Death at intersection ‘only a matter of time’


Workers in Wakatu Estate are convinced there will be a fatal accident at the corner of Main Rd Stoke and Elms St unless something is done to improve the safety of the high-risk intersection.

A dramatic three-car collision during rush-hour last Thursday was the second crash last week and the latest in a long line of accidents at the intersection. The crash occurred at around 4pm when a car pulled out of Elms St in the Wakatu Estate and was hit by a second car travelling south along Main Rd Stoke – a third car was also involved, ending up in the ditch next to the road.

Incredibly, three people, including two children, suffered only minor injuries in the accident, but Ian Gabites who works at the Bridgestone Tyre Centre in Wakatu Estate believes it’s only a matter of time before someone is killed at the intersection.

“It’s not too bad during the day but at rush-hour it’s diabolical. I’ve seen three or four accidents there this year and there’s going to be more unless something happens. The guy down at Morley Motorcycles got taken out there a few months ago. That was pretty bad – someone is going to get killed.”

Although there is a merging lane for traffic turning right out of Wakatu Estate onto Main Rd Stoke, Ian’s workmate Cheryl Dickinson  says the volume and speed of traffic makes it “really hard to get out.” Cheryl says she often has to wait as long as 10 minutes to get out of Elms St during rush-hour and that “it’s a wonder there aren’t more accidents there”.

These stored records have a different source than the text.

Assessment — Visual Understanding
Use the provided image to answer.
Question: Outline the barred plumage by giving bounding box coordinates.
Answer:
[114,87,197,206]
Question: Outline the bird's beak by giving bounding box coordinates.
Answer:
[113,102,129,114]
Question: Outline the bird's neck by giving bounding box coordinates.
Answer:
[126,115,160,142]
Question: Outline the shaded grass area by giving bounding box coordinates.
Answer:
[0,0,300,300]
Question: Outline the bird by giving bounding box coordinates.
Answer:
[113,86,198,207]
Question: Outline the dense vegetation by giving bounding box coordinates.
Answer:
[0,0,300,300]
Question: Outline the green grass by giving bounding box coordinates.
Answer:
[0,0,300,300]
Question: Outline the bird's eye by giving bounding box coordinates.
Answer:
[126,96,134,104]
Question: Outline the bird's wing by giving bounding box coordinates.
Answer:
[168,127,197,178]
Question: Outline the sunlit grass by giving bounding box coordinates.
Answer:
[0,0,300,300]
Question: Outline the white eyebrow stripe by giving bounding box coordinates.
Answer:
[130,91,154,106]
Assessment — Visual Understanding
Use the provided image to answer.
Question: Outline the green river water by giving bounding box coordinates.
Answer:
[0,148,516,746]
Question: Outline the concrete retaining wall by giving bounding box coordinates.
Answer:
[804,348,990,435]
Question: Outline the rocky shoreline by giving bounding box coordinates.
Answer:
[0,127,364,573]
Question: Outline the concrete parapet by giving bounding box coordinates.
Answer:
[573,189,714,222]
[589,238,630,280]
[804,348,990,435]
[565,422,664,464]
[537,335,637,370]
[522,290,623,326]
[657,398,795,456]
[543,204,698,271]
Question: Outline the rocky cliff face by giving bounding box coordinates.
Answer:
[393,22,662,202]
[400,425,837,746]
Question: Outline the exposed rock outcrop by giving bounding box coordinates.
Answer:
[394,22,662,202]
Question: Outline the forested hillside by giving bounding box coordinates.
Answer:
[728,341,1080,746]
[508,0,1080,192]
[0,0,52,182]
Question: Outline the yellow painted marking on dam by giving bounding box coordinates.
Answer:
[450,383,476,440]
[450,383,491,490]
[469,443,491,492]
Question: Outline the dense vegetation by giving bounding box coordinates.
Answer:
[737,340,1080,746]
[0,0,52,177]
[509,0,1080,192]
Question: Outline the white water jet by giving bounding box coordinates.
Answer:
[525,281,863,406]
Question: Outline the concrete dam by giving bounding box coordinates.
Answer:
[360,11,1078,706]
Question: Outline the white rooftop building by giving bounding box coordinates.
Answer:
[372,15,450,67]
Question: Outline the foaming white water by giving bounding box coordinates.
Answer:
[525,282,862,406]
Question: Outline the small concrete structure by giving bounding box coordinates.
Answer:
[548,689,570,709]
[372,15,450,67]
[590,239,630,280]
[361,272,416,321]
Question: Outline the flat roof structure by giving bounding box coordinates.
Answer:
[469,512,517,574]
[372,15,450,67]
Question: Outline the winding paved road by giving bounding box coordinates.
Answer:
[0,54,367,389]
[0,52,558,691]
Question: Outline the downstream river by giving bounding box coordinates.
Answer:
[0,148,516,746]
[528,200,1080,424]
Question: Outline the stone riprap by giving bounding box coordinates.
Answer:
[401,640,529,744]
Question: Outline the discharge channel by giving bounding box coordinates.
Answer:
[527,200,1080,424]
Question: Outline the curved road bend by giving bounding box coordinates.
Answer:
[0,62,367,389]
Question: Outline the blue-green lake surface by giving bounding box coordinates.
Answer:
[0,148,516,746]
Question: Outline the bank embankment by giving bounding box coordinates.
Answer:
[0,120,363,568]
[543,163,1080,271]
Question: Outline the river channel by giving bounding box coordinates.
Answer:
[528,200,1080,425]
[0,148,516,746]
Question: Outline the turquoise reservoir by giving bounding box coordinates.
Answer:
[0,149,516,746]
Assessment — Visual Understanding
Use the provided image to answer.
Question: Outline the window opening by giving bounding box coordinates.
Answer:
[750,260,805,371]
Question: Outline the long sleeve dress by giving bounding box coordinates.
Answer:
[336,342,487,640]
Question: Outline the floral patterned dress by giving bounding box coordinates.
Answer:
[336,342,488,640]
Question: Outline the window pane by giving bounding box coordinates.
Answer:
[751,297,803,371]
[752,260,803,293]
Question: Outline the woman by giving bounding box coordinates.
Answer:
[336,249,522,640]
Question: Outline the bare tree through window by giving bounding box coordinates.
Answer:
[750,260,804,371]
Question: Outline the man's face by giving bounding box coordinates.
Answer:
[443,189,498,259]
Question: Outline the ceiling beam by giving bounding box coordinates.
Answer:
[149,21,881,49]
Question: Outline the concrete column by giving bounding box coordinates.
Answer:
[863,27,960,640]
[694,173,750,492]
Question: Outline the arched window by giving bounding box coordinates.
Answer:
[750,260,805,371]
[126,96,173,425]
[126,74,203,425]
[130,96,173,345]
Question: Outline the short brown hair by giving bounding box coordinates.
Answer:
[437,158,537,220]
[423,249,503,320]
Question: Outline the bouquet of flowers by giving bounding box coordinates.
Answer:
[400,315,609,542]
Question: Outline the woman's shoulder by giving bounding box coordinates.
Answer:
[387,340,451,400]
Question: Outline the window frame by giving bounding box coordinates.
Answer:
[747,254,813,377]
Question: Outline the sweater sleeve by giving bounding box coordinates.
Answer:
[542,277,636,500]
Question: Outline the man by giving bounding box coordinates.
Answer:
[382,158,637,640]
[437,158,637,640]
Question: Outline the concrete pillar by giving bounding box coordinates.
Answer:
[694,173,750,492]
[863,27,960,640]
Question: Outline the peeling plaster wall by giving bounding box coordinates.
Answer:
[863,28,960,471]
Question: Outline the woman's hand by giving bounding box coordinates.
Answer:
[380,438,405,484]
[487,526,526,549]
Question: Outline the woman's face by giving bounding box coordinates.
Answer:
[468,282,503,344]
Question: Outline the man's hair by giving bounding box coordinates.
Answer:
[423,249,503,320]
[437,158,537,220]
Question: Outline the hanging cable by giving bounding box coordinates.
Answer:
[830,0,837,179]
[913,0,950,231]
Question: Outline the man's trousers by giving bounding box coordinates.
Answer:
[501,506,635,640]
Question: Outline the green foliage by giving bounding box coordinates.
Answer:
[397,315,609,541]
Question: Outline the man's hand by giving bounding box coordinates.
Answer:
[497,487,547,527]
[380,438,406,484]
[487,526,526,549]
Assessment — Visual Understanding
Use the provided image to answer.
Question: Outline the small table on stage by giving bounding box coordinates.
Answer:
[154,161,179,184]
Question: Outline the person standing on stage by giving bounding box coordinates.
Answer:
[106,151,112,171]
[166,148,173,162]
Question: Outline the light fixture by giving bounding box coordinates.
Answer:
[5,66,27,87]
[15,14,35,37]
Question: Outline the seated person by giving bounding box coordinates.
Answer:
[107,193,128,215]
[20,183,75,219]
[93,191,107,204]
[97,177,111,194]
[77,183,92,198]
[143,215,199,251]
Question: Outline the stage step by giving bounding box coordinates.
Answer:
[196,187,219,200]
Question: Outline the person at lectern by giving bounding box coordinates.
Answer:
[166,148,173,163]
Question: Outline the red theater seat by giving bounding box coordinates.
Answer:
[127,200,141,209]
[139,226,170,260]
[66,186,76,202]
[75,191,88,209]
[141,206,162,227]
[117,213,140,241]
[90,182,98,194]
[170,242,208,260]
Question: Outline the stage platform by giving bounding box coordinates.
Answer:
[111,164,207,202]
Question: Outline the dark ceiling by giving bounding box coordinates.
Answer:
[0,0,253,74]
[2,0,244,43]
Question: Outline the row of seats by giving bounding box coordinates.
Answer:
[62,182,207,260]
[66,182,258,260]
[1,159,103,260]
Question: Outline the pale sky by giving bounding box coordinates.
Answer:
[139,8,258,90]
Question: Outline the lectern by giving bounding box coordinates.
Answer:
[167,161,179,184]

Cheryl says the speed limit on Main Rd Stoke needs to be reduced from 80kmh to 50kmh to make the intersection safer. She says southbound vehicles often turn left from Elms St onto Main Rd Stoke to get to Whakatu Drive, to avoid a long wait at the intersection.

Nathan Jeffries of Ezy Kitchens agrees that lowering the speed limit “would give drivers a chance to get out of Elms St”.

“I’ve had a couple of near misses so something needs to be done. There’s so much traffic going in and out of here that it’s becoming a real problem.”

Tasman district police road policing services team leader, Senior Sergeant Grant Andrews, drives past the intersection on his way to work and says “it may be time for us and the council to look at a speed reduction”. Grant says the intersection’s layout and speed limit were designed for lower traffic volumes and needs to be updated to accommodate the extra traffic.